Filmmaker Stanley Nelson says his documentary begins by explaining why HBCUs formed in the first place.
“I think it’s really important that we start back in the time of enslavement, where it was illegal for African Americans to be educated, all throughout the south,” Nelson says. “Even in the north, in places it was illegal for African Americans to be educated.”
Education was an important step forward – and from that came the question of what should be taught. Nelson says Booker T. Washington was a fascinating character who advocated for what that education should look like.
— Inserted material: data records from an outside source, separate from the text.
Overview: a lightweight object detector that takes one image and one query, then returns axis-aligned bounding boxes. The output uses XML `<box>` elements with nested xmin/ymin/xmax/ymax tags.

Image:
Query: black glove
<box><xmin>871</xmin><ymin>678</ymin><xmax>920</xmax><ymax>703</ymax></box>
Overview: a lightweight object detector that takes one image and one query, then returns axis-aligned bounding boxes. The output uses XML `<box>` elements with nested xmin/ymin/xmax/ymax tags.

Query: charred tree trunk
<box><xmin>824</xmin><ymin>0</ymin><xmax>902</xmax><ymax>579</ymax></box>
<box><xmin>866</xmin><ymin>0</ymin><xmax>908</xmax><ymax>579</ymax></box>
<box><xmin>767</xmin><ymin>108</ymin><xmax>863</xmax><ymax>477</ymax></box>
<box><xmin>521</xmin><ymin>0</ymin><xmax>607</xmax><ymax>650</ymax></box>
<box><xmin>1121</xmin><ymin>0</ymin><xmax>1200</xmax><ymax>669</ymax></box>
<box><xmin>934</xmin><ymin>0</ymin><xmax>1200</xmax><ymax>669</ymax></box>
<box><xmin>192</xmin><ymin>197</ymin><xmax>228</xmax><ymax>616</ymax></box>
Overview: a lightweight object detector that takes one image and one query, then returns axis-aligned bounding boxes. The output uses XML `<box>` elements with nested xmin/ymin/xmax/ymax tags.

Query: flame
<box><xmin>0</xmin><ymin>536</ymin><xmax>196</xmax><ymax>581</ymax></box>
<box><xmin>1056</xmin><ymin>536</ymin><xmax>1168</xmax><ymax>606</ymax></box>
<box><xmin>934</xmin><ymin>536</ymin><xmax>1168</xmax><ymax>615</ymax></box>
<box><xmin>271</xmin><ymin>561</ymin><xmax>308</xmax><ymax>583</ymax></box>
“He was actually enslaved and he was freed by the Civil War and then he, on his own, just pursues an education,” Nelson says. “But he pushes the idea of what was called an industrial education, which was educating African Americans for service to be great bricklayers, great carpenters, because it was unthreatening.”
Nelson says that the education was shaped, in part, by employers in the North.
“They wanted a workforce that was educated,” Nelson says, “but not too educated. And not too pushy.”
HBCUs have been educating students for over 100 years, and Nelson says that historically black colleges and universities are still needed and still serve a distinct purpose.
“I would argue that until racism and racialism ends in this country, until we have an even playing field for every student who enters grade school through junior high through high school, then we need HBCUs,” he says. “HBCUs still educate an outsized number of African Americans.”
“We call our students the genius generation,” Burnette says, “and it’s a collection of students that need to be in an environment where they feel totally empowered. They have a lot in common. They have some of the same struggles, needs. And they don’t have to be ‘the black kid’ or they don’t have to be ‘the Latino kid.’ They can just be the student. And they can rise to their own level of however they’re defining success in an environment that is extremely nurturing.”
She says there’s something special that happens at an HBCU that doesn’t tend to happen at schools that are traditionally white.
“There is something that happens to you when you go to an HBCU that you come into your own kind of empowerment,” she says. “You’re proud of who you are and there’s no limit for you at that school.”
She says that’s why some students gravitate toward Huston-Tillotson – because of the high expectations.
“And that’s just a given in that environment,” Burnette says. “As opposed to proving that you are worthy of something. Racism, whether it’s subtle or blatant, is real. And innate biases are very real. So when you get in an environment where that’s not an issue of concern, it’s removed and you can just be a phenomenal student.”
She says Huston-Tillotson’s history stretches back to the end of slavery, when its first students were former slaves.
“So that resilience,” she says, “has been what’s kept that mission alive for over 100 years.”